This post originally appeared in the Huffington Post.
My parents should have named me Pamela, Pauline or Priscilla. Why? Because I like alliteration and I am a pessimist.
Perhaps that is why Percy Shelley's famous 1818 poem "Ozymandias," in part concerning the inescapably fleeting nature of political power, has long been one of my favorites. The piece is about the eventual decay of all humans, including our leaders, and the kingdoms they create.
"Ozymandias" is a cautionary tale of hubris, a lesson that those who rule or represent us, and the power they wield, is momentary.
Being not only a pessimist, but also a contrarian, I cannot fully accept this. There must be a way to exert influence beyond one's reign or term. And, of course, there is. Education.

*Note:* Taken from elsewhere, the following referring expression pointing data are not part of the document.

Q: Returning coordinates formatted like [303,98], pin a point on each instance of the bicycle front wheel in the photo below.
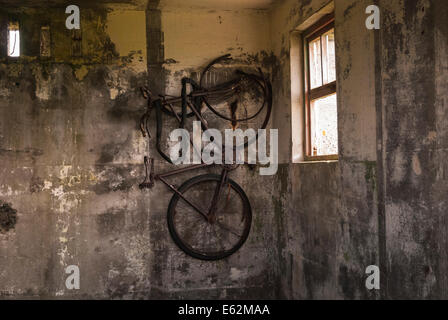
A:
[198,237]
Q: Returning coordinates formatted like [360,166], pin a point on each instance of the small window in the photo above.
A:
[321,103]
[13,40]
[45,42]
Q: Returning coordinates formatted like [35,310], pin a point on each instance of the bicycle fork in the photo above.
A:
[212,211]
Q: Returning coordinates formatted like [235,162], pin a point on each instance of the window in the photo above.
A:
[45,42]
[13,40]
[320,91]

I have had the privilege of teaching law students for three years. And to my former students, let me say, you knock my socks off. To use another cliché, you have taught me the true definition of the phrase "bursting with pride." You are friends, mentees, and mentors.
Each of you did something vitally important: you walked into a classroom. And listened. And questioned. After one, two or three hours, I think and hope we all learned something. Painful as it may have been at times, to me that's magic. That is also a legacy, for all involved.
So what's my point? Last week the Obama administration stated that 82 percent of America's public schools are considered to be "failing" under the No Child Left Behind Act. That's a failure of more than just three in four public schools.
Legislators, there is a way to avoid dear Ozymandias's fate. As the current, seemingly endless, wrangling over the budget continues, please remember, there is a route to strengthen and lengthen your legacies. Support smart, effective education programs.
What exactly is "smart" education? I don't know or pretend to know the details of how the federal and state governments can and should best support education. I do know that the "American Dream," becomes a tragically ironic catch phrase if education, like so much of politics, becomes pay-to-play.